Dat de gemachtigde van appellant bij de comparitie in eerste aanleg zich heeft laten verleiden tot uitlatingen die niet conform de waarheid zijn is onvoldoende aannemelijk geworden mede gelet op inhoud proces-verbaal.

Uitspraak

afdeling civiel recht en belastingrecht, team I

zaaknummer : 200.186.491/01

zaak-/rolnummer rechtbank Amsterdam : 13/582659/ HA ZA 15-243

arrest van de meervoudige burgerlijke kamer van 6 juni 2017

inzake

1 [appellant sub 1] ,

2. [appellante sub 2] ,

wonend te [woonplaats] ,

appellanten,

advocaat: mr. J.J.M. van Driel te Amstelveen,

tegen

1 [geïntimeerde sub 1] ,

2. [geïntimeerde sub 2],

3. [geïntimeerde sub 3],

4. [geïntimeerde sub 4],

5. [geïntimeerde sub 5],

wonend te [woonplaats] ,

geïntimeerden,

advocaat: mr. W.J.J. Lamers te Amstelveen.

1 Het geding in hoger beroep

1.1

Partijen worden hierna [appellant sub 1] (in enkelvoud) en [geïntimeerden] genoemd (dan wel afzonderlijk bij hun achternaam aangeduid).

1.2

[appellant sub 1] is bij dagvaarding van 27 januari 2016 in hoger beroep gekomen van een vonnis van de rechtbank Amsterdam, afdeling privaatrecht, van 28 oktober 2015, onder bovenvermeld zaak-/rolnummer gewezen tussen [geïntimeerden] als eisers en [appellant sub 1] als gedaagde.

1.3

Partijen hebben daarna de volgende stukken ingediend:

- memorie van grieven, met producties;

- memorie van antwoord, met producties.

1.4

Op 27 oktober 2016 heeft een meervoudige comparitie van partijen plaatsgehad, alwaar partijen zijn verschenen, bijgestaan door hun voornoemde advocaten. [appellant sub 1] heeft daarbij nog producties in het geding gebracht. Partijen hebben inlichtingen verschaft. De zaak is vervolgens aangehouden teneinde partijen in de gelegenheid te stellen een schikking te beproeven en naar de rol verwezen van 29 november 2011 om zich over het vervolg uit te laten.

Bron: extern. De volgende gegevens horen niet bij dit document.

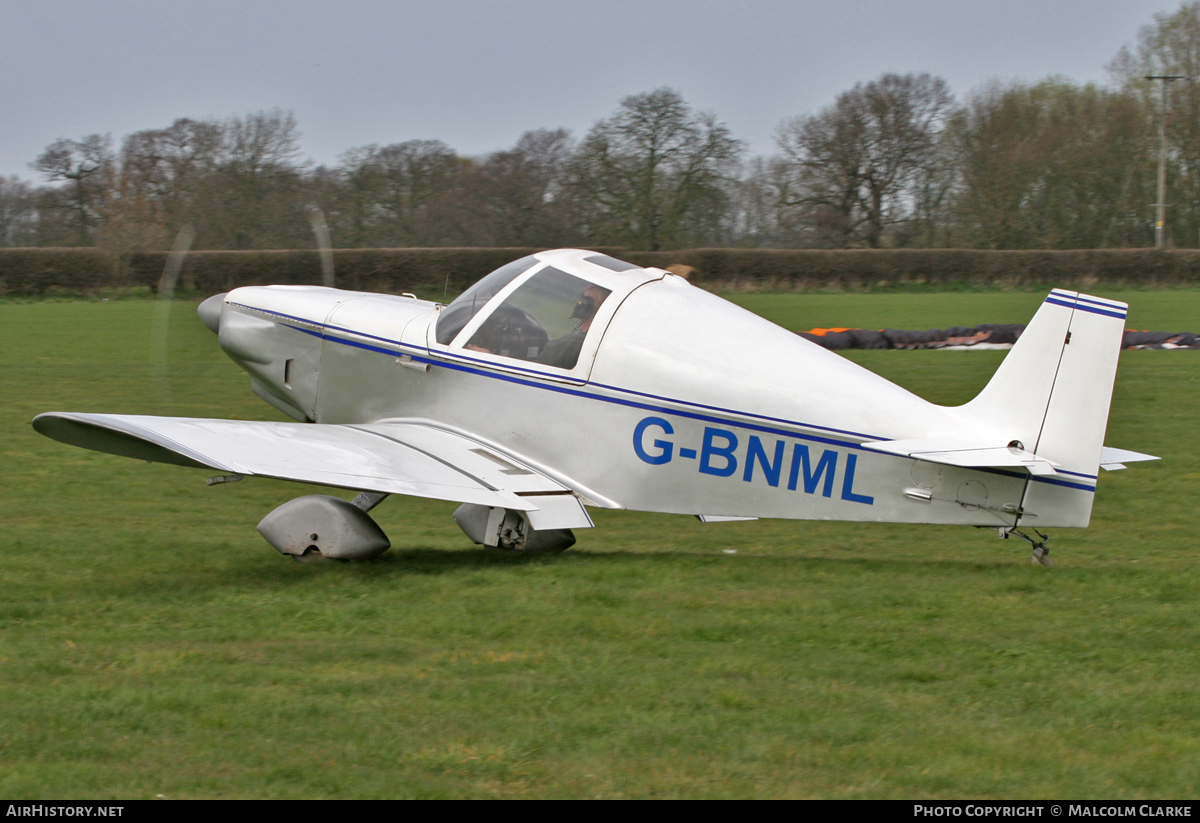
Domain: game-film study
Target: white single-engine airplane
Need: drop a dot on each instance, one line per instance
(570, 379)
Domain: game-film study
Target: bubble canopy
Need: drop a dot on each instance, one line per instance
(540, 308)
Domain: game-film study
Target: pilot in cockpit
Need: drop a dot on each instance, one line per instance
(564, 352)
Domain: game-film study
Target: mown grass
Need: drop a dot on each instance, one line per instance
(151, 643)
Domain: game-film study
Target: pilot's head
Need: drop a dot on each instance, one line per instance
(589, 302)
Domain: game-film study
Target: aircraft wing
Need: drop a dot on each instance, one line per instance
(954, 451)
(395, 458)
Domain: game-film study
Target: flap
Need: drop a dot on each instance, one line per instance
(395, 458)
(954, 451)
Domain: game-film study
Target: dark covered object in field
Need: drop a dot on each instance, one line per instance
(994, 334)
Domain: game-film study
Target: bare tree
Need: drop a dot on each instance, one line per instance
(85, 167)
(18, 212)
(1051, 166)
(388, 192)
(655, 172)
(520, 197)
(856, 164)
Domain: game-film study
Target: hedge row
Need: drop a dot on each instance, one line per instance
(34, 271)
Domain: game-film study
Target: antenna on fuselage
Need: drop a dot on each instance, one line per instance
(321, 229)
(161, 318)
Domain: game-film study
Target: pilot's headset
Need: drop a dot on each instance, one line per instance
(585, 308)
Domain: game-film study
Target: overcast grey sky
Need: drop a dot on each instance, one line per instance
(477, 73)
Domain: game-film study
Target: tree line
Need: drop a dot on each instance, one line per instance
(894, 162)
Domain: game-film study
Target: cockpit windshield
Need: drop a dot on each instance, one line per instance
(544, 320)
(459, 313)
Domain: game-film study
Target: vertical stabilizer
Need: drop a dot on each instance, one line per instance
(1053, 394)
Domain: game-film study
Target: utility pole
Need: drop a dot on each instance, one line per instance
(1162, 160)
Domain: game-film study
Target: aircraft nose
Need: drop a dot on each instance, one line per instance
(210, 312)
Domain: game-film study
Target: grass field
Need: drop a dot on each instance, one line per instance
(153, 643)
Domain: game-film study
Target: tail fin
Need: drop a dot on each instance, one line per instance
(1053, 394)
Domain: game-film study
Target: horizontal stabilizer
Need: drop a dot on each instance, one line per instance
(955, 451)
(1111, 460)
(394, 458)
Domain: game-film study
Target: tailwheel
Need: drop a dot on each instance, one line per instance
(1041, 553)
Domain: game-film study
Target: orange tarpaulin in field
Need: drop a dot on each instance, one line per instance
(822, 332)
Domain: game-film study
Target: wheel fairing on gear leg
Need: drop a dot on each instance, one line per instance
(504, 528)
(319, 527)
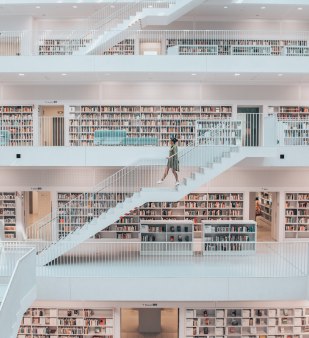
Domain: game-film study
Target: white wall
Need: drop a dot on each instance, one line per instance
(15, 23)
(152, 93)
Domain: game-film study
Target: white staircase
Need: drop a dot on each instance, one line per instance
(200, 166)
(19, 292)
(105, 38)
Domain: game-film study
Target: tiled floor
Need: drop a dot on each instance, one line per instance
(268, 260)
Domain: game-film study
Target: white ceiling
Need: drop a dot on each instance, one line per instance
(146, 77)
(242, 12)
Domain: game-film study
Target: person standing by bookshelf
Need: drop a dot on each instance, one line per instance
(172, 161)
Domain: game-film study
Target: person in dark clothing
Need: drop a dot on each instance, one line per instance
(172, 161)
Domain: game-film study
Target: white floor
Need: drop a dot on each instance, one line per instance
(269, 260)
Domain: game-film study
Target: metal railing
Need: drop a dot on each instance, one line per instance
(19, 262)
(116, 189)
(51, 131)
(133, 41)
(180, 259)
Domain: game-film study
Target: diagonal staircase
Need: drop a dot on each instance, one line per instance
(17, 288)
(132, 187)
(117, 27)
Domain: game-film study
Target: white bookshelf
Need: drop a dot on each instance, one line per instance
(240, 46)
(193, 50)
(17, 121)
(195, 207)
(141, 121)
(296, 215)
(159, 237)
(293, 132)
(251, 50)
(220, 237)
(266, 206)
(8, 214)
(290, 112)
(125, 47)
(61, 46)
(214, 132)
(61, 322)
(295, 51)
(247, 322)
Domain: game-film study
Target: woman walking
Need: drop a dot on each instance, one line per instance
(173, 161)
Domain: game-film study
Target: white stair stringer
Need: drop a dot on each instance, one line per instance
(204, 175)
(148, 16)
(18, 295)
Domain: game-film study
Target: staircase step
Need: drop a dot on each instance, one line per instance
(3, 288)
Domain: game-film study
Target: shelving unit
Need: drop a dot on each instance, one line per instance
(297, 215)
(290, 112)
(17, 122)
(251, 50)
(193, 50)
(293, 132)
(61, 46)
(266, 206)
(194, 208)
(141, 121)
(125, 47)
(214, 132)
(238, 46)
(295, 51)
(175, 236)
(247, 322)
(234, 236)
(83, 208)
(54, 323)
(8, 214)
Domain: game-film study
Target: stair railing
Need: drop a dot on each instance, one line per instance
(20, 292)
(86, 207)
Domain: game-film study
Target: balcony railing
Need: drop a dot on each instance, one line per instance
(179, 259)
(156, 42)
(155, 129)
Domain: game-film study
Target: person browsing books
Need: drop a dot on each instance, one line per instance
(172, 161)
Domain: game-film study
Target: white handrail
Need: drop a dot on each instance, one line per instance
(18, 296)
(150, 259)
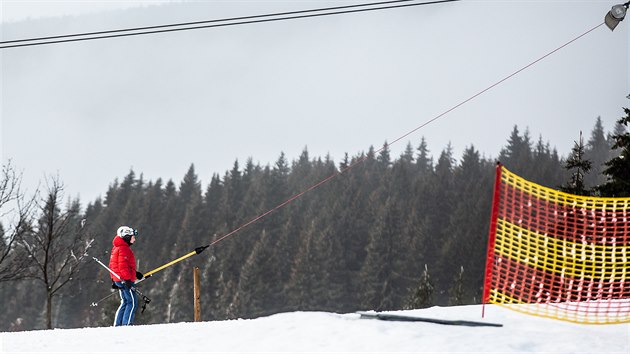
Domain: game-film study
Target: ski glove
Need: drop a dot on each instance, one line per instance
(128, 284)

Na nadere communicatie ter rolle heeft [appellant sub 1] om pleidooi verzocht.

Ter zitting van 24 april 2017 hebben partijen de zaak doen bepleiten door hun respectieve advocaten, ieder aan de hand van pleitnotities die zijn overgelegd.

1.5

Ten slotte is arrest gevraagd.

1.6

[appellant sub 1] heeft geconcludeerd dat het hof het bestreden vonnis zal vernietigen en - uitvoerbaar bij voorraad - zal beslissen dat [geïntimeerde sub 1] , [geïntimeerde sub 2] en [geïntimeerde sub 5] niet ontvankelijk zijn in hun vordering, dan wel dat hun vordering, net als die van [geïntimeerde sub 3] en [geïntimeerde sub 4] , wordt afgewezen, met beslissing over de proceskosten.

[geïntimeerden] hebben geconcludeerd tot afwijzing van de vorderingen van [appellant sub 1] en (zo begrijpt het hof:) bekrachtiging van het bestreden vonnis, met - uitvoerbaar bij voorraad - beslissing over de proceskosten, inclusief de nakosten.

1.7

Beide partijen hebben in hoger beroep bewijs van hun stellingen aangeboden.